2. The solar cell of claim 1, wherein the resistivity of the front-side metal grid is less than 2×10⁻⁵Ω·cm.

3. The solar cell of claim 1, wherein the first metal layer is formed using an electroplating process.

4. The solar cell of claim 1, wherein the second metal layer is formed using a metal immersion process.

5. The solar cell of claim 4, wherein the metal immersion process is conducted in an acidic environment, thereby preventing deposition of the second metal layer on the TCO layer.

6. The solar cell of claim 4, wherein the metal immersion process involves a complexing agent that comprises Thiourea.

7. The solar cell of claim 1, further comprising:

a back-side TCO layer situated on the back side of the photovoltaic structure, wherein the back-side TCO layer is in contact with the back surface of the photovoltaic structure; and

a back-side metal grid situated on the back-side TCO layer, wherein the back-side metal, grid includes:

an inner metal core comprising Cu, and

an outer metal layer covering a top surface and sidewalls of the inner metal core, wherein the outer metal layer comprises at least one of: Ag and Sn.

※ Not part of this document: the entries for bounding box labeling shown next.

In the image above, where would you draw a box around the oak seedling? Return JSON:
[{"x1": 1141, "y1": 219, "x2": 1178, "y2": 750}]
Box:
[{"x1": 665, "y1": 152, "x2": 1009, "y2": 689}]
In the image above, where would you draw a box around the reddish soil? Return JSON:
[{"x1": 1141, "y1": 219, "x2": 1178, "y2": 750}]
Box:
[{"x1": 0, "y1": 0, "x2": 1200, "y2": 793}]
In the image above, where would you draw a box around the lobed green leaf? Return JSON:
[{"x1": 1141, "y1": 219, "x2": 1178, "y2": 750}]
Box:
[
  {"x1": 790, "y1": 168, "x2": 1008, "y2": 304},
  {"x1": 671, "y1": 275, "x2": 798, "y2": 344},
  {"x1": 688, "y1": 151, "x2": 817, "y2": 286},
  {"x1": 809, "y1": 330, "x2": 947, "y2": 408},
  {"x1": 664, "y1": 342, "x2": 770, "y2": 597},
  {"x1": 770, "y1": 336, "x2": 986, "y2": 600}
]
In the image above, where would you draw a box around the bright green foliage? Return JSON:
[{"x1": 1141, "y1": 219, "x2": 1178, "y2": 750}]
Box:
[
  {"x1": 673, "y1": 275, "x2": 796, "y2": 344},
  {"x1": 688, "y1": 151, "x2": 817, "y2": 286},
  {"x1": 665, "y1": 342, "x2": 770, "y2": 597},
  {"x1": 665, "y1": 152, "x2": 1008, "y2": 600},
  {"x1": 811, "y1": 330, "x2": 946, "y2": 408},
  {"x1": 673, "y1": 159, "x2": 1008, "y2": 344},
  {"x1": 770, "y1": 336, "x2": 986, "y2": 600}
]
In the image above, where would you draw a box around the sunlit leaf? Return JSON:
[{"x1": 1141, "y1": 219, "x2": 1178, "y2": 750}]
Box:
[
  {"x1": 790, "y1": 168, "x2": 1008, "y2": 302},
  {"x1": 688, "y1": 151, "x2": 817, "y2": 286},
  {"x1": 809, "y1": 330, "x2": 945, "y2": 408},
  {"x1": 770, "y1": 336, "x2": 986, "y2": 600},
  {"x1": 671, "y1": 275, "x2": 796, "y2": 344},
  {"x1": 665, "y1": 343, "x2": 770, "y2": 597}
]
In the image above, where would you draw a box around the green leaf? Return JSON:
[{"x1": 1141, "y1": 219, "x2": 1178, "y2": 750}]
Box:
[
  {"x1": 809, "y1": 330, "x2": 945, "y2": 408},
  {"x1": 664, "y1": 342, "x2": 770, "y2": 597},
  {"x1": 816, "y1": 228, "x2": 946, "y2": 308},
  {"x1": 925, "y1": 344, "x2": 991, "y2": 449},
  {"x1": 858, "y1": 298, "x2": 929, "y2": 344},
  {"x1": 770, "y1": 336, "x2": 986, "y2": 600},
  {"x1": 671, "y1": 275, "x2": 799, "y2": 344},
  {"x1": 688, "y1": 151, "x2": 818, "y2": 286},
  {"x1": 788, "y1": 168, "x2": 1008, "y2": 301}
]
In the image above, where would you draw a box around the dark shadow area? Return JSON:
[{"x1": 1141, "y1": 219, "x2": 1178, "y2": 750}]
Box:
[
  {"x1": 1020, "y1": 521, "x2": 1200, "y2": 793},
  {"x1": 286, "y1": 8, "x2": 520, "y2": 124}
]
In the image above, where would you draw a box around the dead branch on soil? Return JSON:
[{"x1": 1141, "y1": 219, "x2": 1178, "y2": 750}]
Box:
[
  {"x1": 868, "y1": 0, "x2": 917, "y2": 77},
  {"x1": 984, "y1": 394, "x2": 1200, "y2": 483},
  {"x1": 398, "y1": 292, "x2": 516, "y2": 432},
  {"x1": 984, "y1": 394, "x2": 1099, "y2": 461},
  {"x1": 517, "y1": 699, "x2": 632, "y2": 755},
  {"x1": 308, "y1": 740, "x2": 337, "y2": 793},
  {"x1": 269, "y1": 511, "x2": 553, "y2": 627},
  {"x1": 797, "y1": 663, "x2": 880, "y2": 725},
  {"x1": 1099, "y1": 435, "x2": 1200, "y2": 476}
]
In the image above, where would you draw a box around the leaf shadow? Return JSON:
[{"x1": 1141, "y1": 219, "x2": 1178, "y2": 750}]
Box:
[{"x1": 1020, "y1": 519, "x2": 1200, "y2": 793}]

8. A method for fabricating a solar cell, comprising:

depositing one or more layers of amorphous-Si (a-Si) on top of a crystalline Si (c-Si) substrate with thin oxide formed on the surface to form a photovoltaic structure;

depositing a layer of transparent-conductive-oxide (TCO) on top of the a-Si layers;

forming a front-side electrode grid comprising a metal stack on top of the TCO layer, wherein the metal stack includes:

a first metal layer comprising Cu, and

a second metal layer covering a top surface and sidewalls of the first metal layer, wherein the second metal layer comprises at least one of: Ag and Sn; and

forming a back-side electrode on the back side of the Si substrate.

9. The method of claim 8, wherein the resistivity of the front-side electrode grid is less than 2×10⁻⁵Ω·cm.

10. The method of claim 8, wherein forming the first metal layer involves electroplating the first metal layer on top of the TCO layer.

11. The method of claim 10, wherein forming the first metal layer further involves depositing and/or removing a patterned masking layer on top of the TCO.

12. The method of claim 8, wherein forming the second metal layer involves a metal immersion process.

13. The method of claim 12, wherein the metal immersion process is conducted in an acidic environment, thereby preventing deposition of the second metal layer on the TCO layer.

14. The method of claim 12, wherein the metal immersion process involves a complexing agent that comprises Thiourea.

15. The method of claim 8, further comprising:

depositing a back-side TCO layer on the back side of the photovoltaic structure, wherein the back-side TCO layer is in contact with the back surface of the photovoltaic structure; and

fabricating a back-side electrode grid on the back-side TCO layer, wherein the back-side electrode grid includes:

an inner metal core comprising Cu, and

an outer metal layer covering a top surface and sidewalk of the inner metal core, wherein the outer metal layer comprises at least one of: Ag and Sn.